Cécile Durmaz / Gazeteci
François Bayrou, 8 Eylül’de hükümetinin kaderini Meclis’te oylatacak. Yaklaşık 44 milyar avroluk tasarruf planı üzerine hükümetinin sorumluluğunu üstlenen Başbakan, ileriye doğru bir kaçış yolunu seçti: tartışmalı bir bütçeyi bir “hakikat sınavı”na dönüştürmek. Ancak bu hakikat onun için yıkıcı olabilir.
KAYBETMEYE MAHKUM BİR HÜKÜMET
Muhalefet, kaderini hızla mühürledi. Radikal sol, komünistler, çevreciler ve Ulusal Birlik (RN) güvenoyu vermeyeceklerini açıkladı. Olası hakem konumundaki Sosyalist Parti de kararını verdi: Bayrou’yu desteklemeyecek. Böylece kaderi, Matignon’a gelişinden sadece sekiz ay sonra, neredeyse kesinleşmiş görünüyor.

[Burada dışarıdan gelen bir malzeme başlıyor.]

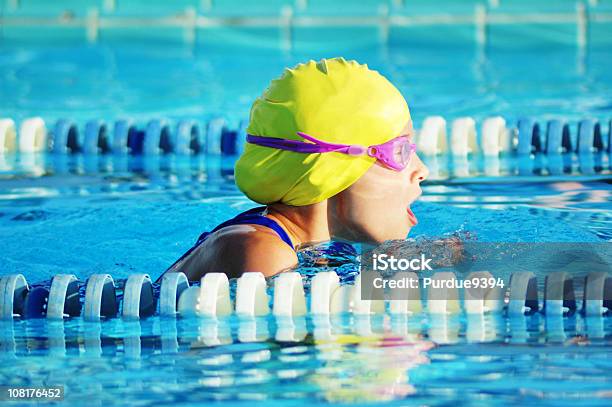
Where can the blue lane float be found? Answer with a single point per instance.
(13, 290)
(158, 138)
(212, 297)
(557, 137)
(528, 137)
(124, 132)
(589, 137)
(95, 139)
(216, 137)
(172, 287)
(35, 305)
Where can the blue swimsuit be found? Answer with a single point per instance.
(251, 217)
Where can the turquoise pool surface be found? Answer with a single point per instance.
(84, 215)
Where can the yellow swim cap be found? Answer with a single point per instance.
(334, 100)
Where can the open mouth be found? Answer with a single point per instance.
(411, 216)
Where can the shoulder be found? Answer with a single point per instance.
(242, 248)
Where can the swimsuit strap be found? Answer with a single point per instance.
(253, 216)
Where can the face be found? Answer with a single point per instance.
(377, 207)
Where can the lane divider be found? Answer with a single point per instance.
(159, 136)
(327, 297)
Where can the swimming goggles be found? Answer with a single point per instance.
(394, 154)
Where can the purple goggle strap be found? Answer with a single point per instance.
(301, 147)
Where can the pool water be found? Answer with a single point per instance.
(73, 214)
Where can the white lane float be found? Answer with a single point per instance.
(33, 135)
(431, 138)
(13, 290)
(138, 298)
(252, 300)
(64, 298)
(486, 297)
(172, 286)
(523, 294)
(406, 300)
(443, 294)
(495, 136)
(322, 287)
(559, 297)
(289, 297)
(8, 136)
(100, 298)
(463, 137)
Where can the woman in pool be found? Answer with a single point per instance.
(329, 152)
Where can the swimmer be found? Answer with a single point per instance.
(330, 156)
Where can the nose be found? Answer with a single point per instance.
(420, 171)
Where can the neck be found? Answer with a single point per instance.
(304, 224)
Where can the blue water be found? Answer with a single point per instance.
(73, 214)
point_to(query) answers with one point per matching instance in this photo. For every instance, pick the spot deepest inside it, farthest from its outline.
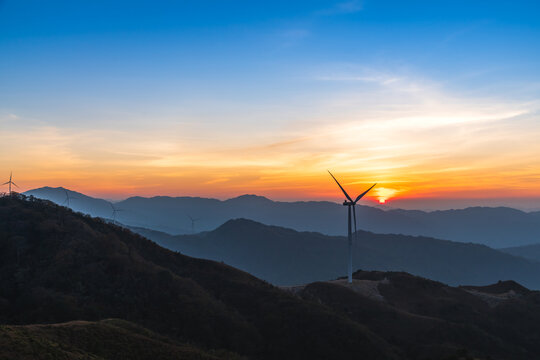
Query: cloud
(347, 7)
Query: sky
(438, 102)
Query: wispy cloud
(346, 7)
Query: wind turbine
(10, 182)
(193, 224)
(350, 203)
(68, 197)
(115, 210)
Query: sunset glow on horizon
(218, 103)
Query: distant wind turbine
(68, 198)
(10, 182)
(193, 224)
(115, 211)
(350, 203)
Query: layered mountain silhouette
(63, 276)
(531, 252)
(288, 257)
(495, 227)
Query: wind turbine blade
(354, 218)
(342, 189)
(364, 193)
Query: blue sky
(80, 76)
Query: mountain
(531, 252)
(495, 227)
(78, 201)
(425, 316)
(58, 266)
(63, 276)
(105, 339)
(288, 257)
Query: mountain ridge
(496, 227)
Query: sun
(384, 194)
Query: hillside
(287, 257)
(495, 227)
(58, 266)
(531, 252)
(105, 339)
(426, 316)
(62, 274)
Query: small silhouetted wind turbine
(68, 198)
(115, 211)
(10, 182)
(350, 203)
(193, 224)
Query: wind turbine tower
(350, 203)
(10, 182)
(68, 197)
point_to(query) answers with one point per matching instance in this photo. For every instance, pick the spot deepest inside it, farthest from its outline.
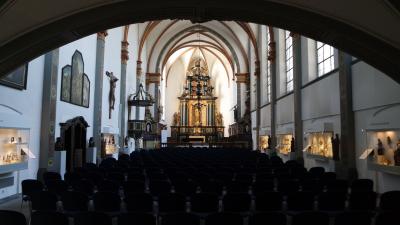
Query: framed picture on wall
(16, 79)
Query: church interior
(200, 120)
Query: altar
(198, 119)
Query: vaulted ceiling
(368, 29)
(228, 41)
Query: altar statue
(177, 119)
(219, 120)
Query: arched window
(289, 61)
(325, 58)
(75, 84)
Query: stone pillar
(242, 82)
(98, 89)
(154, 79)
(258, 102)
(272, 69)
(48, 117)
(297, 81)
(137, 109)
(346, 166)
(123, 99)
(138, 81)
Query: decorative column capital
(242, 78)
(124, 52)
(153, 78)
(294, 35)
(272, 51)
(102, 35)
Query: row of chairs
(98, 218)
(189, 187)
(209, 202)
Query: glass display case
(109, 144)
(14, 147)
(264, 140)
(284, 142)
(384, 146)
(320, 144)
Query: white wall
(322, 98)
(29, 103)
(376, 102)
(285, 110)
(112, 63)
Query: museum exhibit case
(319, 144)
(14, 149)
(383, 147)
(264, 142)
(109, 145)
(284, 143)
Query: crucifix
(111, 95)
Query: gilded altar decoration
(198, 115)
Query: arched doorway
(73, 135)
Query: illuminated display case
(284, 143)
(264, 140)
(320, 144)
(109, 144)
(383, 145)
(14, 149)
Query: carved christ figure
(111, 95)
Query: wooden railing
(197, 131)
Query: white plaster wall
(284, 110)
(265, 117)
(64, 110)
(112, 63)
(280, 62)
(372, 88)
(29, 103)
(322, 98)
(308, 59)
(376, 102)
(131, 69)
(225, 100)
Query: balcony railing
(197, 131)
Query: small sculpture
(219, 120)
(59, 145)
(91, 142)
(397, 154)
(177, 119)
(335, 147)
(380, 148)
(292, 145)
(111, 95)
(269, 142)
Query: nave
(201, 186)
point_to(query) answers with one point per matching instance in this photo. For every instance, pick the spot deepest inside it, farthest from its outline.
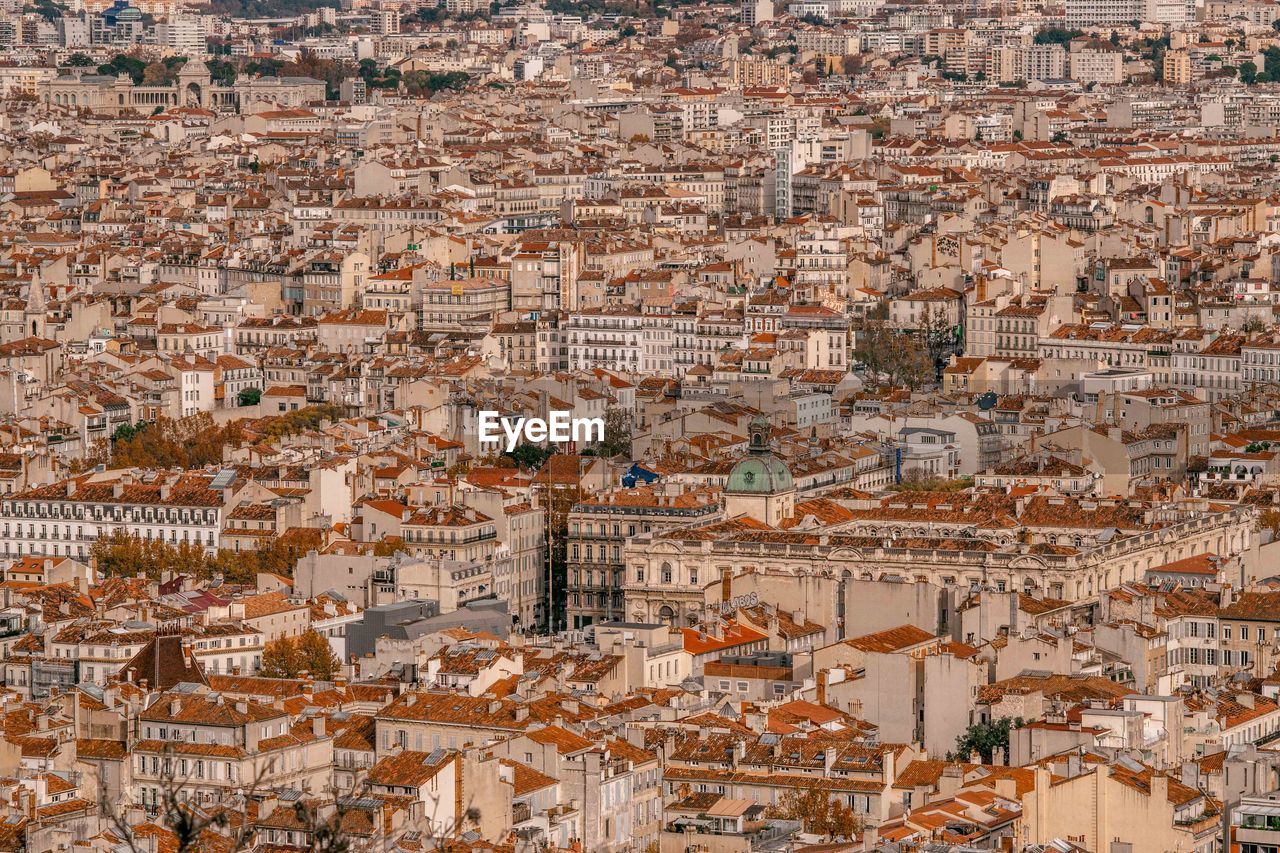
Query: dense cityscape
(640, 427)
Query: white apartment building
(621, 341)
(1091, 65)
(67, 518)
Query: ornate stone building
(1045, 544)
(193, 87)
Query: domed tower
(35, 315)
(760, 486)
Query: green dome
(759, 474)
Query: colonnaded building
(1043, 544)
(195, 87)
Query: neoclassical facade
(1046, 546)
(193, 87)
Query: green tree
(1056, 36)
(222, 72)
(282, 658)
(122, 553)
(529, 455)
(1271, 62)
(131, 67)
(291, 656)
(818, 812)
(984, 738)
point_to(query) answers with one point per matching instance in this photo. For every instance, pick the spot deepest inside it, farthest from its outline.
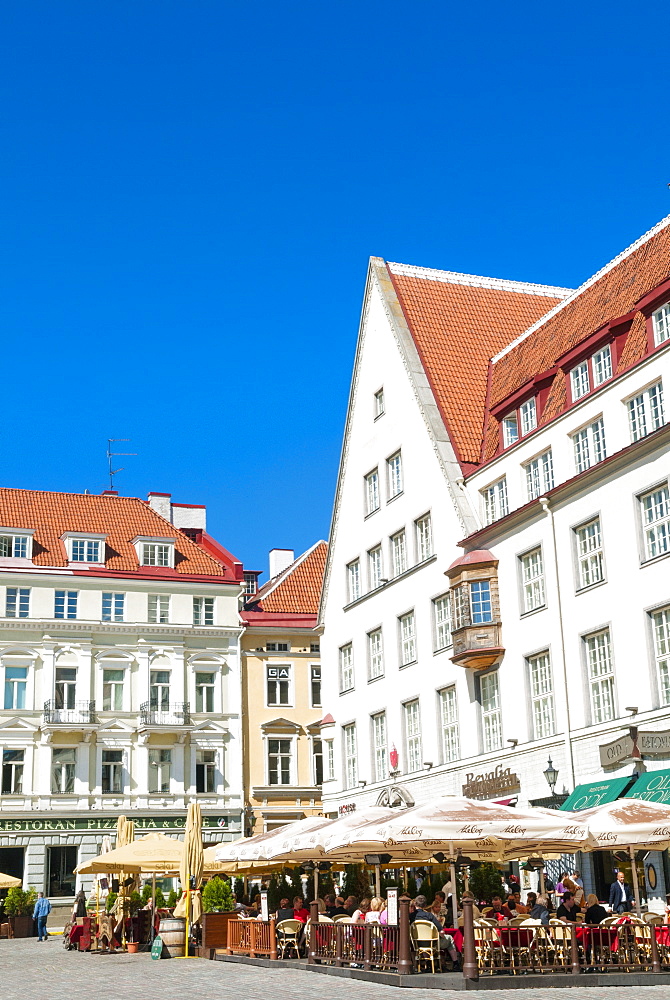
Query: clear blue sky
(190, 192)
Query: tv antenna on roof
(115, 454)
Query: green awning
(594, 794)
(654, 786)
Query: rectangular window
(205, 771)
(372, 492)
(113, 607)
(541, 695)
(539, 475)
(379, 746)
(203, 610)
(589, 445)
(159, 609)
(394, 467)
(589, 553)
(645, 412)
(451, 749)
(532, 576)
(398, 553)
(661, 324)
(350, 756)
(601, 363)
(528, 415)
(65, 604)
(63, 762)
(112, 772)
(204, 690)
(375, 654)
(442, 619)
(579, 381)
(347, 668)
(279, 685)
(112, 690)
(17, 602)
(491, 717)
(661, 625)
(424, 538)
(16, 681)
(495, 501)
(160, 765)
(656, 521)
(315, 684)
(407, 639)
(354, 580)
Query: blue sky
(190, 192)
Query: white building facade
(121, 677)
(497, 592)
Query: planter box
(215, 929)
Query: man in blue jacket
(40, 914)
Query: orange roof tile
(458, 323)
(119, 518)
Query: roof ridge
(582, 288)
(477, 280)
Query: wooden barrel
(172, 931)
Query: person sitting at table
(568, 909)
(595, 913)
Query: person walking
(40, 914)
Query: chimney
(279, 560)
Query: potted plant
(218, 905)
(19, 906)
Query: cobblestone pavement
(30, 970)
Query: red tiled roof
(458, 325)
(119, 518)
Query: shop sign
(487, 786)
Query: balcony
(170, 716)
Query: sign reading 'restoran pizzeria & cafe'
(487, 786)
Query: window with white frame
(645, 412)
(539, 475)
(442, 620)
(541, 695)
(350, 756)
(589, 553)
(375, 654)
(279, 685)
(17, 602)
(451, 748)
(489, 690)
(407, 629)
(601, 675)
(113, 607)
(661, 324)
(579, 381)
(354, 580)
(203, 610)
(655, 507)
(159, 609)
(413, 749)
(372, 492)
(532, 580)
(394, 470)
(495, 501)
(160, 766)
(346, 667)
(660, 621)
(589, 445)
(375, 571)
(424, 538)
(379, 746)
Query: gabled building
(497, 590)
(281, 691)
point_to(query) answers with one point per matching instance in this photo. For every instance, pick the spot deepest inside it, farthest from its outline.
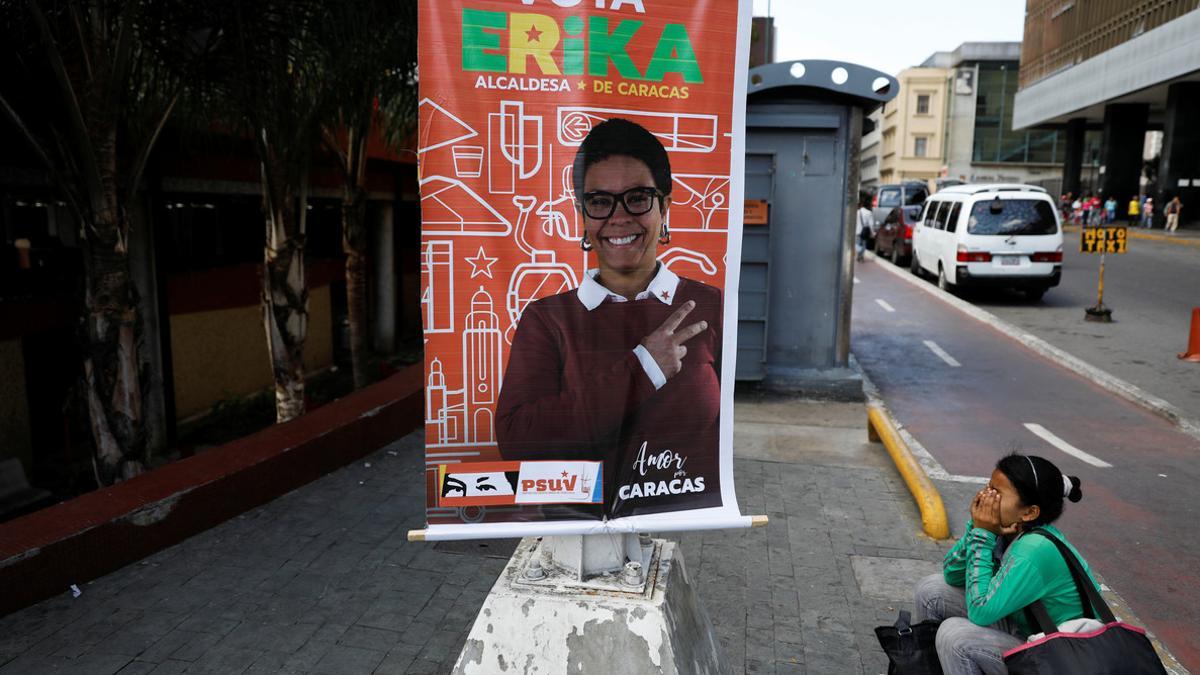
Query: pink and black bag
(1116, 649)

Bayrou meseleyi dramatize ediyor: “Söz konusu olan benim kaderim değil, Fransa’nın kaderidir.” Ancak bu söylemi boşa yankılanıyor. Kamuoyu kemer sıkma önlemlerine karşı: emekli maaşlarının dondurulması, resmi tatillerin kaldırılması, “vergi beyaz yılı”. Le Parisien için Odoxa tarafından yapılan bir ankete göre, Fransızların yüzde 84’ü bu önlemlere karşı çıkıyor.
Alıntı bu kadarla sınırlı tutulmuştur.